Math and English suffer the most because it is foundational and required and the departments are empowered to abuse more than educate. No slight to standards or rigor. Those are moot.. I am talking power abuses and pedagogical insensitivity.

Where else do you get to take ready and willing minds? Often voracious and excited to explore new ideas and be encouraged to be creative and invite tthem to take new intellectual risks of understanding and advancement? These are foundational and critical to culture and civilization? Unfortunately, all to often framed by stale presentations and praxis leading to discouragement of all scales. Education un-teaching [sic].
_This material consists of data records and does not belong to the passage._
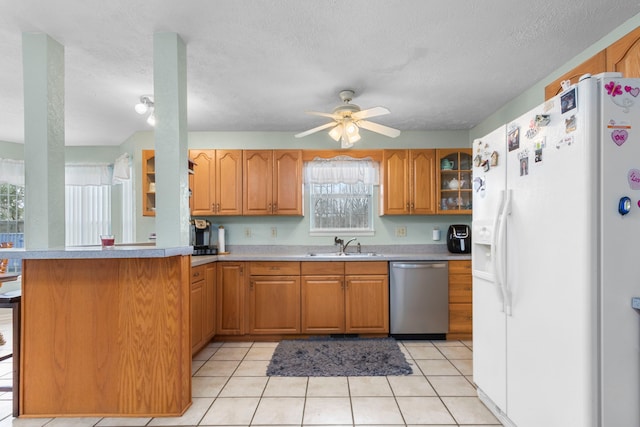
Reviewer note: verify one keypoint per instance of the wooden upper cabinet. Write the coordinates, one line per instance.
(287, 182)
(422, 182)
(216, 183)
(595, 65)
(272, 182)
(395, 184)
(624, 55)
(408, 179)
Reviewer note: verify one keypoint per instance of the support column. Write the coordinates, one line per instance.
(43, 65)
(171, 144)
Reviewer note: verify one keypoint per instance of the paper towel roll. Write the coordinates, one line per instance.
(221, 247)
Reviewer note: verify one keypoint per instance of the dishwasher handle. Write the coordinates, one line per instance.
(419, 265)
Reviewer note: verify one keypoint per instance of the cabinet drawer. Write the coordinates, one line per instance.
(460, 292)
(268, 268)
(197, 273)
(322, 268)
(460, 267)
(366, 267)
(460, 318)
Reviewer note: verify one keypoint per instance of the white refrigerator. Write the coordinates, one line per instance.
(556, 260)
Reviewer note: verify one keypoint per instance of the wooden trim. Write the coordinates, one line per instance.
(617, 51)
(308, 155)
(594, 65)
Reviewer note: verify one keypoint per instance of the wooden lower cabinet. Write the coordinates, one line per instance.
(230, 298)
(274, 305)
(274, 298)
(460, 300)
(203, 307)
(105, 337)
(345, 297)
(367, 304)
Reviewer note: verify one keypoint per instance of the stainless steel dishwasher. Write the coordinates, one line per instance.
(419, 299)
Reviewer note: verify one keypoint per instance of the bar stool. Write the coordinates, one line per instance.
(12, 300)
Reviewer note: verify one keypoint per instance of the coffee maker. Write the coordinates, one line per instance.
(201, 237)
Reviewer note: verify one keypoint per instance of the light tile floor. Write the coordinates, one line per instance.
(230, 388)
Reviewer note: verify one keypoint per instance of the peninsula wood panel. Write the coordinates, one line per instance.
(105, 337)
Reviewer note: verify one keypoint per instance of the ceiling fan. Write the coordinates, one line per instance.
(348, 119)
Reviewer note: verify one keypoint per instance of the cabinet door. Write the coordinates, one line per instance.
(258, 182)
(460, 321)
(197, 291)
(323, 304)
(203, 194)
(460, 300)
(367, 304)
(287, 182)
(395, 185)
(624, 55)
(228, 179)
(230, 298)
(454, 179)
(274, 303)
(209, 302)
(423, 197)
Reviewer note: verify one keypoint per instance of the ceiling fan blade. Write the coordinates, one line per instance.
(370, 112)
(330, 115)
(316, 129)
(378, 128)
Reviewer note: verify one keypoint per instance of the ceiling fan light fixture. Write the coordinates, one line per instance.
(348, 119)
(336, 132)
(144, 105)
(151, 120)
(353, 137)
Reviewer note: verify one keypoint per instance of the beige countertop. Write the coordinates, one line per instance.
(328, 253)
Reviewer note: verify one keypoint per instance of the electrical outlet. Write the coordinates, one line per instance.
(401, 231)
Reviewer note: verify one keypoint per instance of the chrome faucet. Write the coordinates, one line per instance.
(347, 244)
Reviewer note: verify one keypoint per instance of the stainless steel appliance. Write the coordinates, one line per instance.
(459, 239)
(419, 300)
(201, 237)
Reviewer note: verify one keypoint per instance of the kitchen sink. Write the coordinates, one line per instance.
(346, 255)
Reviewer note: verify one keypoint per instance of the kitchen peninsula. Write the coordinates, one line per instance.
(105, 332)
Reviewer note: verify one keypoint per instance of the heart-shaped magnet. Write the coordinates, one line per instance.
(619, 136)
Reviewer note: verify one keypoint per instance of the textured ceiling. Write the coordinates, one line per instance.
(258, 65)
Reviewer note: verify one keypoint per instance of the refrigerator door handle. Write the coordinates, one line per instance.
(506, 293)
(495, 255)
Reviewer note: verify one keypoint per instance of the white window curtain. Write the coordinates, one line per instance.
(88, 198)
(342, 169)
(87, 213)
(88, 174)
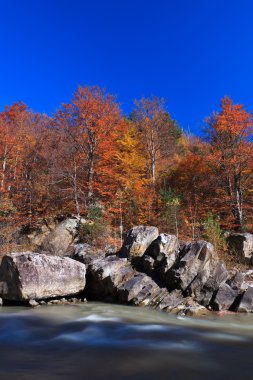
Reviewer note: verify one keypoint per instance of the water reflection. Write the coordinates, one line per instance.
(100, 341)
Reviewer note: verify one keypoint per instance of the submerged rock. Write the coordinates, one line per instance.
(33, 276)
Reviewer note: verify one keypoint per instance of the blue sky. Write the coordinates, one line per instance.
(191, 52)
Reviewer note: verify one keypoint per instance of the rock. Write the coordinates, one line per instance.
(85, 253)
(219, 275)
(110, 250)
(58, 241)
(105, 276)
(33, 303)
(137, 241)
(246, 302)
(138, 290)
(171, 301)
(163, 246)
(113, 279)
(190, 308)
(158, 258)
(225, 298)
(193, 267)
(34, 276)
(241, 245)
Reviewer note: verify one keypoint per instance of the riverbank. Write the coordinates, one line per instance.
(99, 341)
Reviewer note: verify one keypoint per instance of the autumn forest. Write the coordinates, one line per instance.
(92, 161)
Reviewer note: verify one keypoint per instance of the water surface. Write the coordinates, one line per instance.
(102, 341)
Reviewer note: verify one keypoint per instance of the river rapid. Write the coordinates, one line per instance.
(103, 341)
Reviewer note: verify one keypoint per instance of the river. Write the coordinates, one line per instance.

The joy is to encourage exploration and uniqueness in thought and praxis and is the classic and necessary privilege and goal of liberal arts and humanities and this is likely another attack against this essential tool to a free society and world and massive global literacy.

Dolts that made these points are anti-intellectual, education destroying non-teachers, even if the pose as them. Clearly misguided or deliberately attacking aspiring mentality.

I am working on an all adjunct university.

Much is part of my dissertation work.

Screw the ivory tower of selective discouragement.

Charles Alexander Zorn
Adjunct Slave.

By Charles Alexan… (not verified) on 29 Jan 2014 #permalink

... and most importantly, take risks in expression or be muted to impotence.

By Charles Alexan… (not verified) on 29 Jan 2014 #permalink

Back in the stone age, my freshman English class was taught by the Department Chair. My English Literature course was taught by a full professor. Both courses were enjoyable both for the instructor and the students.

At my university, when I was there, all freshman English was taught by graduate students. Same was true of Introductory Algebra. Two areas where higher education most often fails is in teaching English and Math. Correlation at least.